Walk-Forward Testing
Walk-forward testing is the only honest way to validate a trading strategy on historical data. Gordon uses it exclusively — no random train/test splits.
Why Random Splits Fail
Financial time series have temporal structure — what happens today depends on what happened yesterday. Randomly splitting data into train/test sets destroys this structure:
- Training data from 2023 can "leak" information about 2022 test data
- Regime changes (bull → bear) are split across sets
- The model learns patterns that don't exist in real-time trading
This is why strategies that look incredible in backtests often fail in production.
How Walk-Forward Works
Walk-forward testing simulates the real experience of a trader who optimizes parameters, then trades forward:
|--- Train Window ---|--- Test Window ---|
|--- Train Window ---|--- Test Window ---|
|--- Train Window ---|--- Test Window ---|For each fold:
- Train on the historical window (fit parameters, calibrate)
- Test on the immediately following window (measure out-of-sample performance)
- Slide the window forward and repeat
Gordon uses 6-month folds, creating 11 rolling windows across the full dataset.
What It Measures
| Metric | What it tells you |
|---|---|
| Per-fold Sharpe | Is the edge consistent across time? |
| Consistency ratio | What fraction of folds are profitable? |
| Worst fold drawdown | How bad does it get in the worst period? |
| Cross-asset consistency | Does the strategy work on BTC, ETH, and SOL? |
Gordon's Criteria
For a strategy to pass walk-forward validation:
| Criterion | Threshold |
|---|---|
| Walk-forward consistency | > 50% of folds have Sharpe > 0 |
| Full-sample Sharpe | > 0.5 net of fees |
| No single fold | Max drawdown > 50% |
| Multi-asset | Must work on at least 2 of BTC, ETH, SOL |
Ablation Testing
Walk-forward tells you if the strategy works. Ablation tells you which parts of the strategy contribute to the edge:
- Start with the full strategy (all components enabled)
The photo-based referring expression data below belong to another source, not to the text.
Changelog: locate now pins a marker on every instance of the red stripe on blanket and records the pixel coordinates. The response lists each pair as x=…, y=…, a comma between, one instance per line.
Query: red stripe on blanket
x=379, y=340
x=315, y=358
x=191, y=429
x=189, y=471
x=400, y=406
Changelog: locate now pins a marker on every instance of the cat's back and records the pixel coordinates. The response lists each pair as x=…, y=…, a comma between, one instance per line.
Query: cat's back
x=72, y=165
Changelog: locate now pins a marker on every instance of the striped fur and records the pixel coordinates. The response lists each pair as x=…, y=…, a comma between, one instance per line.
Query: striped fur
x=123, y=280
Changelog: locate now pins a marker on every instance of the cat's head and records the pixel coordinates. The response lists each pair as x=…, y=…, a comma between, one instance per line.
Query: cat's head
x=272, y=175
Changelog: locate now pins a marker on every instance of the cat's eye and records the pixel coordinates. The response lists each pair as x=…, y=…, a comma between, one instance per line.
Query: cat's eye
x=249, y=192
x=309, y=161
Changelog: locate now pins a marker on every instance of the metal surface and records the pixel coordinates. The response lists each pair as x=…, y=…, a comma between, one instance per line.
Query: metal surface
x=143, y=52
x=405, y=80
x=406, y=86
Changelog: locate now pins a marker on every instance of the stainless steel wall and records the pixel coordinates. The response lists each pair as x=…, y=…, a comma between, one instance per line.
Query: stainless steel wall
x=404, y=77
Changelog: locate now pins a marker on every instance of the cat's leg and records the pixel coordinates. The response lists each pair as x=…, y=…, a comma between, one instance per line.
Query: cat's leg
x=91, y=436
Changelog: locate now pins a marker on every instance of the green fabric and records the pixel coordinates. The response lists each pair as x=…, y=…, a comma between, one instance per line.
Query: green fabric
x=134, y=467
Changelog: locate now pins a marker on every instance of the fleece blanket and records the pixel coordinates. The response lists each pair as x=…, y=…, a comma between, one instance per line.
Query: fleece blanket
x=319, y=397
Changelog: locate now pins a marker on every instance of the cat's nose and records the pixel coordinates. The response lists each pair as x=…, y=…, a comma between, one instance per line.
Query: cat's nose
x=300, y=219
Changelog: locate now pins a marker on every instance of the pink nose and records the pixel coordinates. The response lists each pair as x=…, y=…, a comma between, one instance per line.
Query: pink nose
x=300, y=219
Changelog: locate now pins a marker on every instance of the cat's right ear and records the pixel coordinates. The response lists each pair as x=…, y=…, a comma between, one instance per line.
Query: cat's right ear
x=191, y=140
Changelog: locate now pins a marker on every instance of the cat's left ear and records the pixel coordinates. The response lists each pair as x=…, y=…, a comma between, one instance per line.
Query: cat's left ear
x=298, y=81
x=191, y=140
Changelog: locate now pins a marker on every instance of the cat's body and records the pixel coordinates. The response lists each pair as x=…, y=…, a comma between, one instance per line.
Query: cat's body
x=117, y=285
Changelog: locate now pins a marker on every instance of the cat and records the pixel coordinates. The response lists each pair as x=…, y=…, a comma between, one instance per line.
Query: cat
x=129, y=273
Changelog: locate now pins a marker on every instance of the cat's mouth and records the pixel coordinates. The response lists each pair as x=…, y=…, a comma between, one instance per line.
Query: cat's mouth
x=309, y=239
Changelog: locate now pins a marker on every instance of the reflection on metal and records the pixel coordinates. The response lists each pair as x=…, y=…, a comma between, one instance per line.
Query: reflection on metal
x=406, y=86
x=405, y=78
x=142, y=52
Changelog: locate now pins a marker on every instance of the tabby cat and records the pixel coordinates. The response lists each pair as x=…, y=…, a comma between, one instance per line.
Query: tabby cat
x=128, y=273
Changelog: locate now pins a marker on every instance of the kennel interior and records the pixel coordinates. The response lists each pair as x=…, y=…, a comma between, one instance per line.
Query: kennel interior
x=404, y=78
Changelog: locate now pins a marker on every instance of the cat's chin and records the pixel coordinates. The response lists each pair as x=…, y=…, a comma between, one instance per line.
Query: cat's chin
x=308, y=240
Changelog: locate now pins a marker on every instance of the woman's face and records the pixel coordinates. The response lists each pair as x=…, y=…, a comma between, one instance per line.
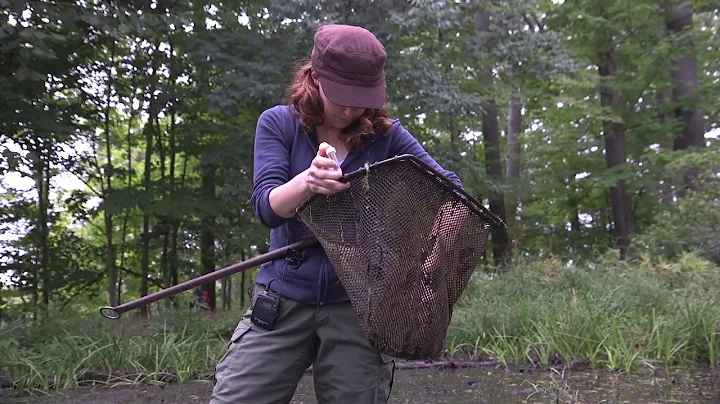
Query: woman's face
x=338, y=116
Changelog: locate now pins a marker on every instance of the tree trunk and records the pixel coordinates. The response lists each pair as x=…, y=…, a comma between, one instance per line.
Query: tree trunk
x=491, y=137
x=112, y=271
x=207, y=232
x=686, y=87
x=145, y=254
x=513, y=159
x=615, y=151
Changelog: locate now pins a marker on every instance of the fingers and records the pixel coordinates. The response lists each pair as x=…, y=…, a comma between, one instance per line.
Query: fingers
x=322, y=150
x=322, y=177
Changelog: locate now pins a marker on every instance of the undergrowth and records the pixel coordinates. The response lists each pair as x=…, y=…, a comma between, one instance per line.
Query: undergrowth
x=618, y=316
x=614, y=315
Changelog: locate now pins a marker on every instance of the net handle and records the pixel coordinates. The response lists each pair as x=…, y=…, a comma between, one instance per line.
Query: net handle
x=472, y=203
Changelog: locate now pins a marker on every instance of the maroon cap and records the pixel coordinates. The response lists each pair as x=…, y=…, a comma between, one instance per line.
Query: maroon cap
x=350, y=64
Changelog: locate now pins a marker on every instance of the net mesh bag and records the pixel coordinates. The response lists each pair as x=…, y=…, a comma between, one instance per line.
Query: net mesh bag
x=404, y=241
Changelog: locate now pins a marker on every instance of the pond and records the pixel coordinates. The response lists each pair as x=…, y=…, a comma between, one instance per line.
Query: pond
x=458, y=386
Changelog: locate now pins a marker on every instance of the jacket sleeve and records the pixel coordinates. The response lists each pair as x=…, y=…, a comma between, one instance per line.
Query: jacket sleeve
x=404, y=142
x=271, y=165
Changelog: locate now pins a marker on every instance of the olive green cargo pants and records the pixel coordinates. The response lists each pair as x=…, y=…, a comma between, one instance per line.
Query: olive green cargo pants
x=264, y=367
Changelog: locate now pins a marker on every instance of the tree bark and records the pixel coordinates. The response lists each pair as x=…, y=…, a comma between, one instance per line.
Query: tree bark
x=686, y=86
x=491, y=138
x=615, y=150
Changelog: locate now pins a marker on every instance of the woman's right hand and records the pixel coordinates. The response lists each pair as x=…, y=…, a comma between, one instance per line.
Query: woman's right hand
x=322, y=176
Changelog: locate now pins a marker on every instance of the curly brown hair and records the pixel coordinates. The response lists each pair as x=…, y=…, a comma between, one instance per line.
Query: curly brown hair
x=304, y=95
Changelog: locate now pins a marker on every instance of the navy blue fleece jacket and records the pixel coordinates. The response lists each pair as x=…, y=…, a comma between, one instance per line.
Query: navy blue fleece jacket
x=282, y=150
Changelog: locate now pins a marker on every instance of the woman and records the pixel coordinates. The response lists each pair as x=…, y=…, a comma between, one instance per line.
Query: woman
x=304, y=316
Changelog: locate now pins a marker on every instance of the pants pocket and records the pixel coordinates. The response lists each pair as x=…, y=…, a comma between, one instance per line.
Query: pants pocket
x=243, y=328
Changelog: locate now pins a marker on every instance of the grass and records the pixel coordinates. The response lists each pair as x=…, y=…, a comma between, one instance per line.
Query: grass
x=617, y=316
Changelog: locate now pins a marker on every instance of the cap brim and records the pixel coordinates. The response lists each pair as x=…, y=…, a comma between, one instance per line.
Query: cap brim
x=353, y=96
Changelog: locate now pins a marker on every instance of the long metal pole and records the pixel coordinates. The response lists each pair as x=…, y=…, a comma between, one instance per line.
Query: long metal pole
x=115, y=312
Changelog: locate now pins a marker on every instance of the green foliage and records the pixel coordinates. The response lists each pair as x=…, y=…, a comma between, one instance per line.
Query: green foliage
x=90, y=89
x=643, y=313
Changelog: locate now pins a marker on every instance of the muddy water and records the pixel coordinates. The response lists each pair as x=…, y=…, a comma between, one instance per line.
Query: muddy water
x=454, y=387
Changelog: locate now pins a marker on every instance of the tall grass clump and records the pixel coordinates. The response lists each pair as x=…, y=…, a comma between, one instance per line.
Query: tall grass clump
x=613, y=314
x=61, y=355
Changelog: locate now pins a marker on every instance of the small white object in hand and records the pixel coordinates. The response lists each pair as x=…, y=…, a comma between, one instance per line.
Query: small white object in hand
x=331, y=152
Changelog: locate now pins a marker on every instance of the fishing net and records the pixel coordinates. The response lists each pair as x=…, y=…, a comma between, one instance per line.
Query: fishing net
x=404, y=241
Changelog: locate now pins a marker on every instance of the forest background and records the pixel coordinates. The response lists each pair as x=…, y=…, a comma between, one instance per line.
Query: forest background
x=590, y=127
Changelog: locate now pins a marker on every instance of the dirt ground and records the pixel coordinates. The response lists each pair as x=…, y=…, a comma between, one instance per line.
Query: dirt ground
x=459, y=386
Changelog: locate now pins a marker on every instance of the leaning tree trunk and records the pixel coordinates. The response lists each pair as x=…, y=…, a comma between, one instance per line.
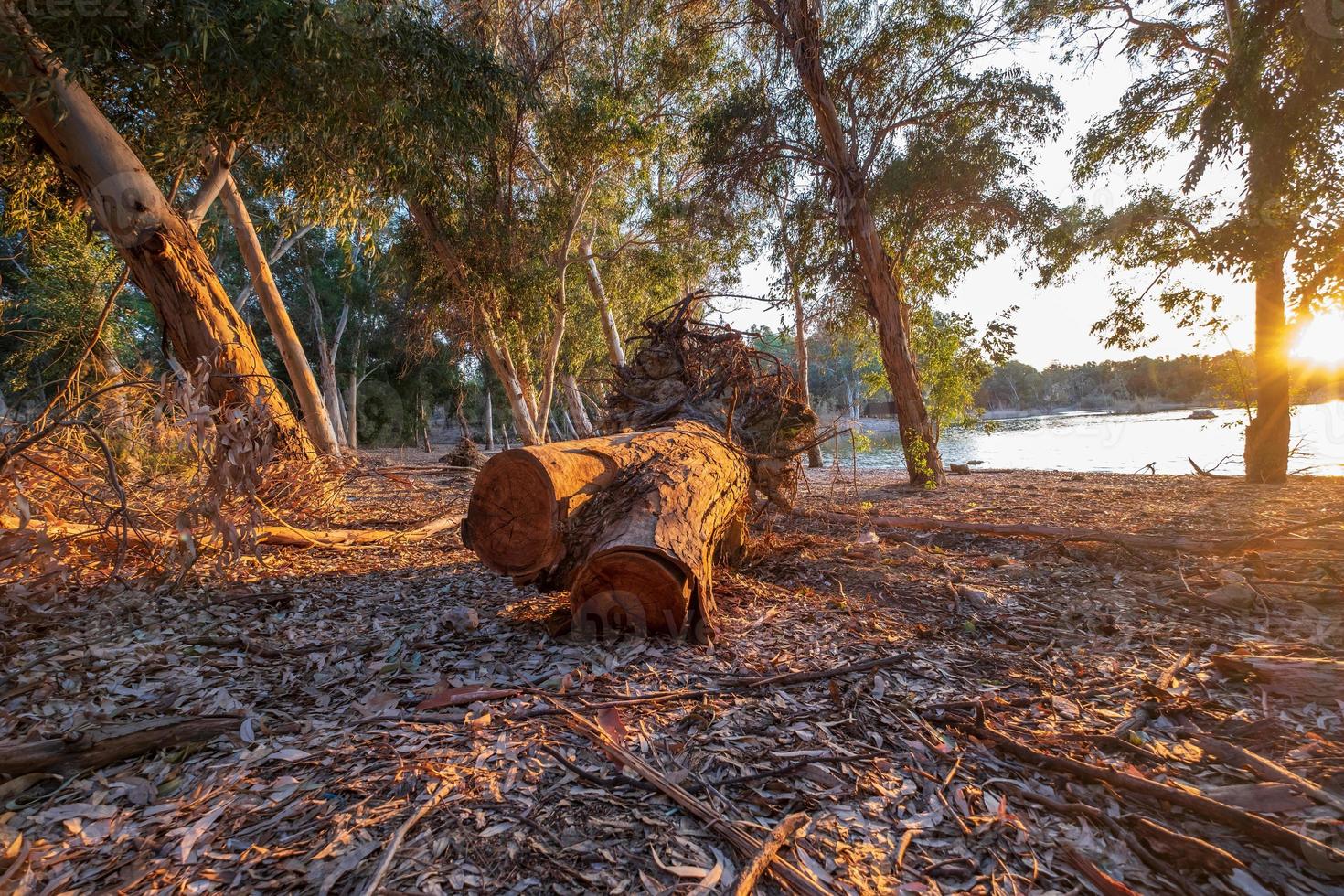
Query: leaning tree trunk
x=923, y=464
x=800, y=344
x=614, y=351
x=1269, y=434
x=628, y=523
x=574, y=404
x=317, y=418
x=163, y=254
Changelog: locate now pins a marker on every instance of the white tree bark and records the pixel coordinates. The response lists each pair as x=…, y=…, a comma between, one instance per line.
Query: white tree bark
x=316, y=418
x=574, y=404
x=326, y=352
x=614, y=351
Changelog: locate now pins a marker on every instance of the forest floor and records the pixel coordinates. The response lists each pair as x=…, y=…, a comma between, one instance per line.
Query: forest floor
x=937, y=658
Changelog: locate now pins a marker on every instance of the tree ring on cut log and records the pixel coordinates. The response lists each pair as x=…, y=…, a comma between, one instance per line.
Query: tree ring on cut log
x=508, y=523
x=632, y=592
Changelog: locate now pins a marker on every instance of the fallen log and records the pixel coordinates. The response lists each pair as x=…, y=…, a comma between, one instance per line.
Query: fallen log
x=631, y=521
x=99, y=749
x=628, y=523
x=281, y=535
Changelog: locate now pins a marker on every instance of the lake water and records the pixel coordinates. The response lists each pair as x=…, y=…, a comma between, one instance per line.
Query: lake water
x=1121, y=443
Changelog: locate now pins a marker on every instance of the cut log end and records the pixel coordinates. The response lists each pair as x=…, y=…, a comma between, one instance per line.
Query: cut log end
x=626, y=590
x=514, y=515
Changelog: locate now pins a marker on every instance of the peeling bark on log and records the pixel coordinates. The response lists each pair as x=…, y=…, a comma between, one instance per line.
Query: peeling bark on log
x=629, y=523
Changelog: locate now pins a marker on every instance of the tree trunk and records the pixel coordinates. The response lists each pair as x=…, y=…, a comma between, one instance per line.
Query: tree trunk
x=1269, y=434
x=317, y=418
x=574, y=403
x=800, y=347
x=489, y=420
x=615, y=352
x=884, y=301
x=503, y=366
x=326, y=352
x=628, y=523
x=165, y=257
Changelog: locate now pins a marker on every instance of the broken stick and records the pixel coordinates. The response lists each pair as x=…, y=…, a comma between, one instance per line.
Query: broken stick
x=1321, y=855
x=97, y=749
x=781, y=833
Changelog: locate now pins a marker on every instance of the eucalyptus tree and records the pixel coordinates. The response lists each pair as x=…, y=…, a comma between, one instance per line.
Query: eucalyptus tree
x=585, y=151
x=869, y=85
x=1226, y=85
x=332, y=103
x=154, y=240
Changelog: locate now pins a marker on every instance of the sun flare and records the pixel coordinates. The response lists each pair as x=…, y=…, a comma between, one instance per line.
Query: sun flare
x=1320, y=341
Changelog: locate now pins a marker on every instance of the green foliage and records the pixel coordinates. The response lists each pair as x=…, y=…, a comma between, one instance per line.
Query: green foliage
x=955, y=360
x=56, y=277
x=1258, y=88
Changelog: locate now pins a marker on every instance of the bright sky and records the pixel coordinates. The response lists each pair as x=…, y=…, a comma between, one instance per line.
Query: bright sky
x=1052, y=324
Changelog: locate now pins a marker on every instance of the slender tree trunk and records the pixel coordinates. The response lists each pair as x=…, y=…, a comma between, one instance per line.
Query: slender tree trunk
x=574, y=403
x=326, y=355
x=884, y=303
x=800, y=347
x=1269, y=434
x=317, y=418
x=116, y=406
x=352, y=398
x=614, y=351
x=165, y=257
x=276, y=254
x=489, y=421
x=503, y=366
x=552, y=355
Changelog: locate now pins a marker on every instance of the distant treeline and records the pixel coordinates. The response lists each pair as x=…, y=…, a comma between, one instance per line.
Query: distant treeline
x=1224, y=379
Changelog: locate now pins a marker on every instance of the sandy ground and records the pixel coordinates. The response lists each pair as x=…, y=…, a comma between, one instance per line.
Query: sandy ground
x=934, y=656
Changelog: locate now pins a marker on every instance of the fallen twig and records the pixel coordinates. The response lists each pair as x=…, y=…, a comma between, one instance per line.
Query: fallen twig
x=97, y=749
x=394, y=844
x=1235, y=755
x=748, y=845
x=769, y=849
x=1261, y=827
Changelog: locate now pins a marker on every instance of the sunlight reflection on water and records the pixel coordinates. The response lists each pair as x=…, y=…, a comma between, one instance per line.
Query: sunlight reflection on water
x=1123, y=443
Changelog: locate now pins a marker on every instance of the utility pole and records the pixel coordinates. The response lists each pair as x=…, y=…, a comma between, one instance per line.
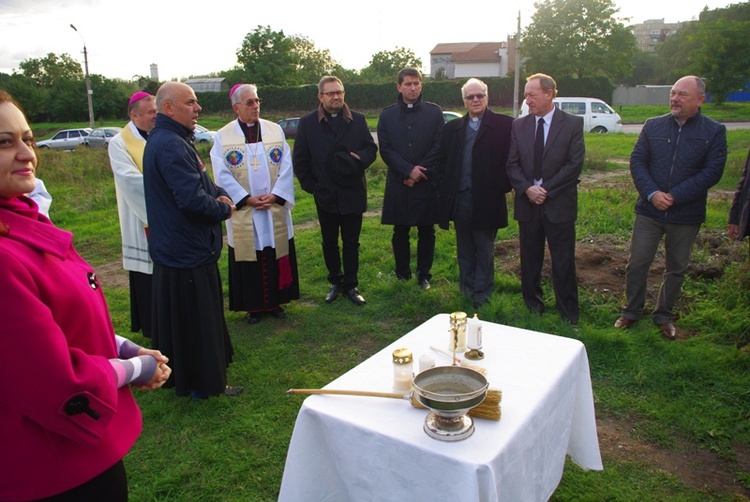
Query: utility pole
x=517, y=68
x=88, y=80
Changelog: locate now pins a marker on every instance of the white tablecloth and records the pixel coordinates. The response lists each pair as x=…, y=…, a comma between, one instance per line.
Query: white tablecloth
x=347, y=448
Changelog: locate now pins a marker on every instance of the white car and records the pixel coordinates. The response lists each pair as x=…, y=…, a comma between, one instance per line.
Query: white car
x=448, y=116
x=203, y=135
x=597, y=115
x=67, y=139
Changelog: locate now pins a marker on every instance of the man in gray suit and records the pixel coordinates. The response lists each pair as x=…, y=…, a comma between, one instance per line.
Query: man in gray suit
x=545, y=160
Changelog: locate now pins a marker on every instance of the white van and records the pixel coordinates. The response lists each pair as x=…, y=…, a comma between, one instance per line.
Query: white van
x=597, y=115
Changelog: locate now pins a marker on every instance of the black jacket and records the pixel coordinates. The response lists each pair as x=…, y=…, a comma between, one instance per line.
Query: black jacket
x=184, y=216
x=337, y=182
x=489, y=180
x=407, y=137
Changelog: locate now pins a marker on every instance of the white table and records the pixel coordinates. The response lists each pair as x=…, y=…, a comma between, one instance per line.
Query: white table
x=347, y=448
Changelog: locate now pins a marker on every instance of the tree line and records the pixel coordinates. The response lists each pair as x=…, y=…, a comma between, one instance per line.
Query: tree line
x=568, y=39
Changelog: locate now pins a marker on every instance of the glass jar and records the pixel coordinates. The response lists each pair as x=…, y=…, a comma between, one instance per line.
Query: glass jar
x=403, y=370
x=457, y=332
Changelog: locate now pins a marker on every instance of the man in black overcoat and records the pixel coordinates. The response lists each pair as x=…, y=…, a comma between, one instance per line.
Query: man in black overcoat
x=473, y=184
x=409, y=140
x=332, y=149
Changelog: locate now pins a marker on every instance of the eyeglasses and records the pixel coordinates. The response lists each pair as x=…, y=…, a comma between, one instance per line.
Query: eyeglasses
x=471, y=97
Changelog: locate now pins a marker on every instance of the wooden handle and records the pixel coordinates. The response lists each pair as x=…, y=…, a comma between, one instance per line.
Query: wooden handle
x=338, y=392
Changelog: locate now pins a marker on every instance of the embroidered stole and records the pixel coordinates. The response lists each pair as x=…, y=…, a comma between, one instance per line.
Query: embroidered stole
x=233, y=143
x=134, y=145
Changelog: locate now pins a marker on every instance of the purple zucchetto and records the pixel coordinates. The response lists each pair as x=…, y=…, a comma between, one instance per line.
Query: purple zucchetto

- Remove one component at a time
- Re-run walk-forward without that component
- Measure the Sharpe delta
If removing a component doesn't reduce Sharpe (or improves it), that component isn't contributing — remove it permanently.
Every overlay in Gordon must prove its lift via ablation before inclusion. No exceptions.
Common Pitfalls
- Multiple comparison bias — testing 100 parameter combinations and picking the best one inflates results. Gordon addresses this by fixing parameters before walk-forward, not optimizing within it.
- Survivorship bias — only testing assets that exist today. Gordon tests on assets with 5-8+ years of history to include bear markets.
- Look-ahead bias — using information that wouldn't be available at trade time. Gordon enforces a 1-bar delay: signal on bar i, position on bar i+1.